FOLHA - O sr. acha razoável do ponto de vista criminal que a polícia trabalhe com uma única hipótese?
FERNANDES
- Não acho que a polícia trabalhe com uma única hipótese. Há algumas cartas que estão na manga da polícia, que vocês [da imprensa] não conhecem. Tenho 50 anos de advocacia criminal e creio que há alguma coisa no subterrâneo que vocês ainda não sabem. As notícias que a imprensa consegue colher são parciais. O óbvio não é a verdade. A polícia oferece duas laranjas para a imprensa, mas às vezes a fruta boa é uma maçã. Às vezes o esclarecimento está escondido na gaveta do delegado. Isso vai depender muito da solércia [astúcia] da imprensa.

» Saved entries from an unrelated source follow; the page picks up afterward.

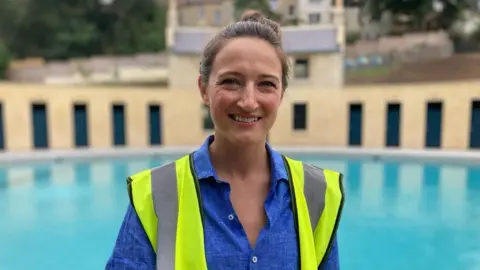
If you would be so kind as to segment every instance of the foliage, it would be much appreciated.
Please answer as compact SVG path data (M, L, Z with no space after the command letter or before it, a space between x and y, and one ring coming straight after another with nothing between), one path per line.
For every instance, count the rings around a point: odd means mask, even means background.
M284 18L281 20L283 26L300 25L303 23L305 23L305 20L302 20L301 18Z
M155 52L165 17L156 0L0 0L0 38L19 58Z
M101 51L131 54L165 49L167 8L155 0L117 0L94 11L102 33Z
M345 42L348 45L355 44L359 39L360 39L360 33L359 32L348 32L346 34Z
M472 40L480 45L480 27L477 26L477 29L472 33Z
M411 30L425 30L434 24L439 29L450 29L468 7L468 0L359 0L372 21L380 21L385 12L393 15L397 24ZM434 3L443 7L435 10ZM362 14L363 15L363 14Z
M134 54L165 49L166 6L158 0L0 0L0 41L9 57L66 59L92 55ZM449 29L468 0L346 0L364 7L373 21L389 12L401 29L422 30L432 21ZM105 1L103 1L105 2ZM268 0L235 0L235 17L257 9L284 25L301 23L283 20L270 9ZM350 4L349 4L350 5ZM408 18L405 20L405 18ZM403 31L403 30L402 30Z
M7 46L0 41L0 80L5 79L11 55Z

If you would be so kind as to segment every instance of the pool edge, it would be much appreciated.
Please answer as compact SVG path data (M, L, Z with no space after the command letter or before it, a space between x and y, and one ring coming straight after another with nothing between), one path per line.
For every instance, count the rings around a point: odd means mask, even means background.
M182 155L194 151L197 147L151 147L151 148L109 148L109 149L73 149L73 150L38 150L34 152L3 152L0 163L38 162L56 160L79 160L89 158L129 158L155 155ZM440 149L375 149L375 148L340 148L340 147L294 147L279 146L275 150L292 154L316 154L346 158L383 158L409 159L422 161L457 161L480 163L480 151L453 151Z

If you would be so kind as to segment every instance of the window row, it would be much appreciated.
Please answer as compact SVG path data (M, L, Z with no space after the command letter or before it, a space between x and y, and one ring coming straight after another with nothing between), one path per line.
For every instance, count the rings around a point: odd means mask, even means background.
M89 146L88 106L87 104L74 104L72 108L74 143L76 147ZM112 142L115 146L126 145L125 106L123 104L112 105ZM5 149L3 106L0 104L0 149ZM33 147L36 149L49 147L49 131L47 105L34 103L31 105L31 125ZM161 105L151 104L148 106L149 141L151 145L162 143L161 132Z
M425 148L440 148L442 145L443 103L428 102L425 114ZM400 103L388 103L386 111L385 146L400 146L401 134ZM350 104L348 143L351 146L362 145L363 105ZM419 116L421 117L421 116ZM480 148L480 100L471 103L469 147ZM459 131L462 132L462 131Z
M400 146L401 134L401 109L400 103L388 103L386 111L385 146ZM441 147L442 141L442 102L429 102L426 108L425 147ZM293 104L292 129L307 129L307 104ZM350 146L362 145L363 133L363 104L349 104L348 119L348 144ZM472 101L470 118L470 148L480 148L480 100Z
M207 111L204 118L204 129L213 129L213 122L211 121L208 108L206 109ZM387 104L385 129L385 146L387 147L400 146L401 109L402 105L400 103ZM425 147L427 148L441 147L442 111L442 102L429 102L427 104L425 129ZM308 122L307 119L307 104L293 104L292 129L298 131L306 130ZM361 146L362 132L363 104L349 104L348 144L350 146ZM472 101L469 141L470 148L480 148L480 100Z
M307 104L294 103L292 112L292 129L301 131L307 130ZM400 103L388 103L386 112L386 129L385 146L400 146L401 134L401 109ZM442 102L427 103L426 113L426 132L425 147L435 148L441 147L442 141ZM203 128L205 130L213 129L213 122L210 117L208 107L205 107L203 120ZM348 144L350 146L362 145L363 132L363 104L349 104L349 121L348 121ZM473 101L471 106L470 119L470 148L480 148L480 100Z
M363 104L351 103L348 105L348 144L350 146L362 145L363 134ZM210 111L207 106L203 107L203 129L214 128ZM111 106L112 142L115 146L126 145L126 113L123 104ZM159 104L150 104L148 110L148 140L151 145L162 144L162 107ZM307 103L294 103L292 105L292 129L304 131L308 129ZM398 147L401 141L401 113L402 104L388 103L386 110L385 145ZM442 102L429 102L426 108L425 122L425 147L441 147L442 141ZM74 104L72 107L72 124L74 131L74 143L76 147L89 145L88 106L87 104ZM34 148L49 147L49 130L47 105L34 103L31 105L32 140ZM0 149L5 148L3 106L0 103ZM471 103L470 119L470 148L480 148L480 100Z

FOLHA - O cerco da mídia hoje é diferente do que ocorria nos anos 50?
FERNANDES
- Não, é igualzinho. "O Cruzeiro" vivia às custas do sangue dos homicídios. O povo se apaixonava da mesma forma que no caso da Isabella.

FOLHA - Por que esse caso provoca tanta paixão?
FERNANDES
- O povo é sadomasoquista. O ser humano vive permanentemente entre Deus e o demônio. Se você noticiar o nascimento de uma criança, ninguém lê. Mas, se você noticiar o assassinato de uma menina, todo mundo compra o jornal. O povo gosta de tragédia. Você vê criança de oito anos comentando o caso com o pai.

FOLHA - Qual seria a raiz desse sadomasoquismo?
FERNANDES
- O ser humano nasceu assim. Num certo sentido, o homem gosta de ver o sofrimento dos outros e se castiga por isso. A imprensa vive muito de sangue. A rotina é o sofrimento, é o drama. A comédia é a exceção. O homem vive muito mais da dor do que da alegria.